One would think that last Thursday's pomp & circumstance surrounding AB 114 becoming law meant Nevada did something truly revolutionary. And it actually did address an important aspect of gaming policy. However, we need to put this into proper perspective.
Ralston got us off to a good start...
But I'd like for us to expand on this.
In particular, we should look at this. It took just hours for the Legislature to fast-track AB 114 to the Governor's desk. Yet SJR 15 and The Education Initiative are already on legislators' desk, waiting for action... And #NVLeg leaders don't want to even act on those, let alone act as quickly as they did with AB 114.
While some in Carson City are just treating tax policy as bargaining chips and previews of future campaigns for higher office, there are real problems we're seeing out here. Poor Nevadans might actually faceunaffordable charges for health care that's supposed to be affordable & accessible. Our colleges & universities are fighting each other for (synthetically) limited resources. Many roads across this state remain tattered as mass transit operations in Clark & Washoe Counties continue cutting back. Nevada's working families are hurting, yet legislators are debating ways to inflict even more pain on working families.
What's wrong with this picture? Here's a hint: Look at the big picture. We need an economy that works for all Nevadans. And we need an economy that's no longer dependent on just one industry.

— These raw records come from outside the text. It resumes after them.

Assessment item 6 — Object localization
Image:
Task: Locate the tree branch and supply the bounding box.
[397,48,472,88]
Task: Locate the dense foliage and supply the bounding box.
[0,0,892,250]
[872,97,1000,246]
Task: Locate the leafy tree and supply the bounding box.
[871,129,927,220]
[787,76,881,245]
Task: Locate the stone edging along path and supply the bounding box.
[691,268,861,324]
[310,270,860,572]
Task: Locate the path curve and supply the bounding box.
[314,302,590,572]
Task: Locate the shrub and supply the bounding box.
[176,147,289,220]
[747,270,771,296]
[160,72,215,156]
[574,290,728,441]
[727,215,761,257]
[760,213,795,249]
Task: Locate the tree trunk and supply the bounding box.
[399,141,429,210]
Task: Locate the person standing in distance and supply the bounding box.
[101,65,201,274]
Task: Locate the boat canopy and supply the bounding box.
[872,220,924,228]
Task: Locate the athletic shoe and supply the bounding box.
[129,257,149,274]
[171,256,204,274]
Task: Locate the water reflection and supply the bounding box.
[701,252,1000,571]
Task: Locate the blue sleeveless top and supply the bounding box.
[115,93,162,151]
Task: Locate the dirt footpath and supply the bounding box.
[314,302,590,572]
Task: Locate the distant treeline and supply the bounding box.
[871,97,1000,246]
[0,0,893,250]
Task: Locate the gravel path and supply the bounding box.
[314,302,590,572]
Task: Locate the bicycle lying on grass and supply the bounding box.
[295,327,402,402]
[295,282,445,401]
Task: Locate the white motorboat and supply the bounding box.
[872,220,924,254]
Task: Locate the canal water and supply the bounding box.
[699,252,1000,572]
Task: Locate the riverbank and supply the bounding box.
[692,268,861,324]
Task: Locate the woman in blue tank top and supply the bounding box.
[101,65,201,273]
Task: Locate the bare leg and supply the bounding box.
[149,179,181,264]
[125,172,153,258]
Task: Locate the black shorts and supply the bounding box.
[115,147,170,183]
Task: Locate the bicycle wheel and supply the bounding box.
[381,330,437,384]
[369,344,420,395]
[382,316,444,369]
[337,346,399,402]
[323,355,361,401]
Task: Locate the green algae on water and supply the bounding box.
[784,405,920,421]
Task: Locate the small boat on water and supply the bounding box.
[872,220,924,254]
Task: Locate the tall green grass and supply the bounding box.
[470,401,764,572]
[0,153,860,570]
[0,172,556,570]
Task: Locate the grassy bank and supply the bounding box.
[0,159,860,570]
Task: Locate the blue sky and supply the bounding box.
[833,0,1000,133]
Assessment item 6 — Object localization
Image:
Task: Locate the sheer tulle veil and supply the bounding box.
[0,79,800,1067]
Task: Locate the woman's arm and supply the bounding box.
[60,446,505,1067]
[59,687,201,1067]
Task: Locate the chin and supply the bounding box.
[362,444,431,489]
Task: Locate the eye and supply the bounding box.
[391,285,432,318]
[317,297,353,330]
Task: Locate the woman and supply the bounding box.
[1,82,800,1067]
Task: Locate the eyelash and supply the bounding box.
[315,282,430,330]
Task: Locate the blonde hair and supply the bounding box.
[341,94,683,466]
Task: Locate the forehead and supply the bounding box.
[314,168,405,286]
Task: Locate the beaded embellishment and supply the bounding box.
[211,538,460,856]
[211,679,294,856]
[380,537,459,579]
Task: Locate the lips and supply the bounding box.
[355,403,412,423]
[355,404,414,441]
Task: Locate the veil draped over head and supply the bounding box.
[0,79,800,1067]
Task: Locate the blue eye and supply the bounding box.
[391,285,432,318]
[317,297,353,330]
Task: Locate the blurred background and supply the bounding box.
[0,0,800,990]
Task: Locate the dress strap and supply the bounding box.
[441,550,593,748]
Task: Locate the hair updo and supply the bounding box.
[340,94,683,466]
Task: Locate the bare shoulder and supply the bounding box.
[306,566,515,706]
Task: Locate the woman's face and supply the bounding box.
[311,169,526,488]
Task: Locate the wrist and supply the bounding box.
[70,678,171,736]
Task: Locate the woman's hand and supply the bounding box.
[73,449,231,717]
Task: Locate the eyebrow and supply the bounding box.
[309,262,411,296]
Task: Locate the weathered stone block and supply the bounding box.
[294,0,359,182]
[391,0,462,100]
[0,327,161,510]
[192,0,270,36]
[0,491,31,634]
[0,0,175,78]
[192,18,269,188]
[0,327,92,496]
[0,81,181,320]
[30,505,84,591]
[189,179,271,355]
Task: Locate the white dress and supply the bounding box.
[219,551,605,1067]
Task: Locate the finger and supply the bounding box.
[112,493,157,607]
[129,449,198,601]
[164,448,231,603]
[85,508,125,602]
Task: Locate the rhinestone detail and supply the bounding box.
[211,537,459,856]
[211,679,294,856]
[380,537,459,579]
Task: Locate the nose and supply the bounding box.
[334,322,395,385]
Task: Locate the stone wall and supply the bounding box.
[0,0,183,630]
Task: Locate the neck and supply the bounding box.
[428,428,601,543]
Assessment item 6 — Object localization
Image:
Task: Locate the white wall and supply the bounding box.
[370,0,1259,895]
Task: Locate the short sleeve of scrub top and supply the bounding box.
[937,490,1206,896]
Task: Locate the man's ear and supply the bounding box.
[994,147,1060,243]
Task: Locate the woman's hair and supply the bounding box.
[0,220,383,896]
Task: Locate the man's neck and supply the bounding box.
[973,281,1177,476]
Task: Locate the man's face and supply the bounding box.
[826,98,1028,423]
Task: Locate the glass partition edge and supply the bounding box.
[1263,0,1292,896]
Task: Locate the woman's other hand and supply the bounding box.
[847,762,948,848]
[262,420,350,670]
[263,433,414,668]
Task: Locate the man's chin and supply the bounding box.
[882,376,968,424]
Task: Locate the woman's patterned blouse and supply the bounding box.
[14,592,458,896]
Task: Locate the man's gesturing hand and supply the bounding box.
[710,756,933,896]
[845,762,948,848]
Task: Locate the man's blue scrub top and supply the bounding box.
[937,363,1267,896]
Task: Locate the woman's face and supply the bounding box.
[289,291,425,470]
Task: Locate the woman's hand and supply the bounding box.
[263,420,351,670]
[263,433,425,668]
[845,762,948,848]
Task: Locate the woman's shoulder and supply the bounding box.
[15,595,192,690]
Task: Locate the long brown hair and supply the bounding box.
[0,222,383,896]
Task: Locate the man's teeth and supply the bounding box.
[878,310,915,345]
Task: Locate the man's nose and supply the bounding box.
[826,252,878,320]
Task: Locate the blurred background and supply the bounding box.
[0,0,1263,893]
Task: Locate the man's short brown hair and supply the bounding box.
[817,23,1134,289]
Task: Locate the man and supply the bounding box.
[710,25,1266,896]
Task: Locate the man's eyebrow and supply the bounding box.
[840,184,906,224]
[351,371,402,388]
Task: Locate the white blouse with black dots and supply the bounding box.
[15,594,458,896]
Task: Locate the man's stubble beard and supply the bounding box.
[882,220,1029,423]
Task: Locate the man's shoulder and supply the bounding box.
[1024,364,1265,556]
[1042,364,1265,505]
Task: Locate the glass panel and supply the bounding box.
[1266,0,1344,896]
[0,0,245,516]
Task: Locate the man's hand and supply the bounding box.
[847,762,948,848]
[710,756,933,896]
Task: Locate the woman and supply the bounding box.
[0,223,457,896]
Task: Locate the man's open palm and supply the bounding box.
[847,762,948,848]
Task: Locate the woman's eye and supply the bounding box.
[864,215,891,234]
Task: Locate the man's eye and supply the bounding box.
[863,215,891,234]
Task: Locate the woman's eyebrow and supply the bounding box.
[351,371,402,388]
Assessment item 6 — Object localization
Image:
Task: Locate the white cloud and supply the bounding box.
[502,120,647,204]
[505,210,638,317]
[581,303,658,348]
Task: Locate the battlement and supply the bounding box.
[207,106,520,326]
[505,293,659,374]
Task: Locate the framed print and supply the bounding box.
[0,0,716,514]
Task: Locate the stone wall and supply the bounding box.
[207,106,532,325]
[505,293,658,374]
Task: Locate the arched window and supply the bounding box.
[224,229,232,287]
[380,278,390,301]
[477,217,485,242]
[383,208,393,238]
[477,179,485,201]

We've known for decades that our only hope for a brighter future lies in economic diversification, yet we still haven't invested enough in the public infrastructure necessary to build that diversified economy of the future.
Why is this? Sure, the gaming industry has tons of clout in Carson City thanks to its countless lobbyists and endless campaign contributions. Legislators are quick to act on gaming industry demands because they want on that gravy train.
But what happens when that gravy train runs out of fuel? Again, our state's economy can't survive on one industry alone. Even gaming industry insiders recognize that, which is why they've occasionally paid lip service to aiding economic diversification.
But now, more than ever before, Nevada is at a crossroads. Either the state can begin shifting both the tax base and the economy away from overdependence on gaming, or we can continue making the same mistakes to our own detriment.
Now I don't want to belittle the big move on online gaming. It has plenty of potential, and the state should pursue that. The only way Nevada will continue to a be a gaming leader is if we innovate. Yet, the same truth applies to overall economic development... And we've yet to lead there. It would just be nice if the Governor and the Legislature felt the same urgency on improving the state's overall economic health as they did in pleasing casino lobbyists.